Am 09. Oktober 2019 begann die Türkei eine Militäroffensive in Nordsyrien. Der Name der Operation, nämlich „Friedensquelle“, könnte zynischer kaum sein: Unter anderem mit Rüstungsexporten aus Deutschland, wie Leopard 2 Panzer, marschierte die Türkei in kurdische Gebiete ein, Hunderte von Menschen wurden getötet, Hunderttausende in die Flucht getrieben. Ja, auch die deutsche Bundesregierung hat die Offensive kritisiert, immerhin!
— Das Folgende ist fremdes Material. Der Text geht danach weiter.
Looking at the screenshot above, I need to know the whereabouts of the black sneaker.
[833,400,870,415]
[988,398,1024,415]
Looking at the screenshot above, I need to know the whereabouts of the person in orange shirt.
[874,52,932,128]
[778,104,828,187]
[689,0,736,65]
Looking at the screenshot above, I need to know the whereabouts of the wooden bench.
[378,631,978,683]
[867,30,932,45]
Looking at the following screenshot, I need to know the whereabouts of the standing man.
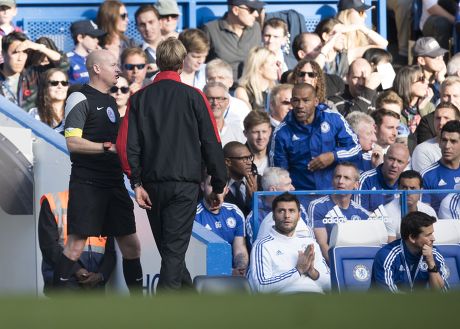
[371,211,448,293]
[54,50,142,292]
[117,38,226,290]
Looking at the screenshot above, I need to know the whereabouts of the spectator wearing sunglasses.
[110,76,129,118]
[203,0,264,81]
[29,68,69,133]
[121,47,152,94]
[67,20,106,85]
[154,0,180,40]
[96,0,138,58]
[179,29,209,89]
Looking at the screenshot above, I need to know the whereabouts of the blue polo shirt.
[195,201,245,244]
[354,164,398,212]
[308,195,370,243]
[421,160,460,212]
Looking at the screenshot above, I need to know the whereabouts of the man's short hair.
[261,167,290,191]
[401,211,436,240]
[223,141,248,158]
[334,161,359,181]
[134,4,160,25]
[205,58,233,80]
[375,90,403,110]
[371,109,401,127]
[441,120,460,136]
[447,53,460,76]
[345,111,375,134]
[399,170,423,188]
[203,81,228,95]
[243,111,270,131]
[2,32,27,54]
[272,192,300,212]
[434,102,460,120]
[120,47,148,65]
[262,17,289,36]
[156,37,187,72]
[270,83,294,105]
[178,29,210,53]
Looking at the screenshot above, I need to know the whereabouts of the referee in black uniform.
[54,50,142,292]
[117,38,226,290]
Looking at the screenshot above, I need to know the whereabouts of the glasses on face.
[238,6,256,15]
[160,14,179,19]
[297,71,318,79]
[48,80,69,87]
[208,97,228,103]
[228,154,254,163]
[413,75,425,83]
[123,64,146,71]
[110,86,129,94]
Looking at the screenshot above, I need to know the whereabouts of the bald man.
[54,50,142,292]
[355,143,409,210]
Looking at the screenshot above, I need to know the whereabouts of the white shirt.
[411,137,441,172]
[248,229,331,293]
[383,198,437,239]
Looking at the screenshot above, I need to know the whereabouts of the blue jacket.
[270,104,361,190]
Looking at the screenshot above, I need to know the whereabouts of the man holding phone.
[248,192,331,293]
[371,211,448,293]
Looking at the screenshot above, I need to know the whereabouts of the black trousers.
[144,182,199,290]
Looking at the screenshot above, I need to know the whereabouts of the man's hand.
[422,244,436,268]
[75,267,89,282]
[206,191,224,211]
[134,186,152,210]
[246,174,258,199]
[307,152,334,171]
[79,272,104,288]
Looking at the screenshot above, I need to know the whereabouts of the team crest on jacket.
[107,106,117,123]
[226,217,236,228]
[353,264,371,281]
[321,122,331,134]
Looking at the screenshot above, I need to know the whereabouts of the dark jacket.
[117,71,227,193]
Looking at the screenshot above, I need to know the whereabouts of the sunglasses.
[48,80,69,87]
[123,64,146,71]
[160,14,179,19]
[297,71,318,78]
[110,86,129,94]
[238,6,256,15]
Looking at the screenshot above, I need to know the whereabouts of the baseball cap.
[0,0,16,8]
[154,0,180,16]
[227,0,265,9]
[337,0,372,11]
[70,19,107,38]
[413,37,447,57]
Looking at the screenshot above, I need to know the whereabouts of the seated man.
[270,83,361,190]
[355,143,409,212]
[383,170,436,242]
[421,120,460,211]
[195,173,249,276]
[371,211,448,293]
[308,162,370,263]
[38,191,116,294]
[248,192,331,293]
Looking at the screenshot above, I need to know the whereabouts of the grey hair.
[262,167,289,191]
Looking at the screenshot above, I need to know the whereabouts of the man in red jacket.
[117,38,227,290]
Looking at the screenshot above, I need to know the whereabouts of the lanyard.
[401,239,423,292]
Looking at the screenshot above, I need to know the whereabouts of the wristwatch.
[428,264,439,273]
[102,142,112,153]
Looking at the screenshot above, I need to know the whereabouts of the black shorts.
[67,181,136,236]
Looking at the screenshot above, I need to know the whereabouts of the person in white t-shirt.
[384,170,437,242]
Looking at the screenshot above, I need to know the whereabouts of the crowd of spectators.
[0,0,460,292]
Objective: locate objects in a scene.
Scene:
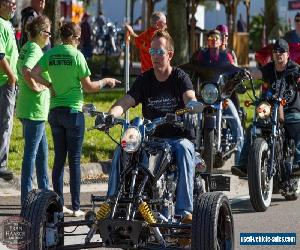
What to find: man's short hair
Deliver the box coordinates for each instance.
[151,30,174,51]
[150,11,166,26]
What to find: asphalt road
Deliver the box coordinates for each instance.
[0,180,300,250]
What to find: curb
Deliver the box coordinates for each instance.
[0,160,111,196]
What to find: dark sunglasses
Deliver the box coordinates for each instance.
[273,48,287,54]
[42,30,51,37]
[207,35,220,41]
[149,48,166,56]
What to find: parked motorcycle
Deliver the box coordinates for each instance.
[182,64,247,173]
[248,73,299,212]
[21,103,234,250]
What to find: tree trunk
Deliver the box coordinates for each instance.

Aber: Die zunehmend aggressiven Außenpolitik der Türkei zeigt eben auch, dass sich die Verhältnisse in einem als „sicher“ geglaubten Land ändern können. Und es zeigt, dass Rüstungsexporte kein Geschäft sind, mit dem man tagesaktuelle Geschehnisse beeinflussen kann! Denn:

  • Selbst, wenn wir heute anfangen würden, keine Bomben oder Munition mehr zu exportieren, sind die bereits gelieferten Güter noch jahrelang im Einsatz.
  • Und selbst wenn wir heute weniger Gewehre aus Deutschland exportieren, dann werden mit den bisher exportierten immer noch Menschen getötet.
  • Und selbst wenn wir heute keine Schiffe mehr zum Beispiel nach Saudi-Arabien liefern, dann sind trotzdem schon genug im Einsatz, die jemenitische Häfen blockieren und mit dazu beitragen, dass Millionen von Menschen hungern.

Deshalb reicht es nicht, dass die Bundesregierung weiter nur Lippenbekenntnisse macht!

Und was die Rüstungsexporte in die Türkei angeht: Ja, die Türkei ist Mitglied der NATO. Aber kann und darf es sein, dass damit keine Fragen mehr gestellt werden dürfen? Dazu sagte Claus-Peter Willsch, CDU-Bundestagsabgeordneter, Ende Januar: „Den Grundsatz, dass wir uns innerhalb der NATO gegenseitig mit Waffen und Waffensystemen unterstützen, sollte man wirklich nicht infrage stellen, weil das unsere Bündnisfähigkeit infrage stellt.“

Die Bündnisfähigkeit steht also höher als das Verletzen von Menschenrechten? Aussagen wie diese sind zynisch und das muss auch endlich bei der Bundesregierung ankommen.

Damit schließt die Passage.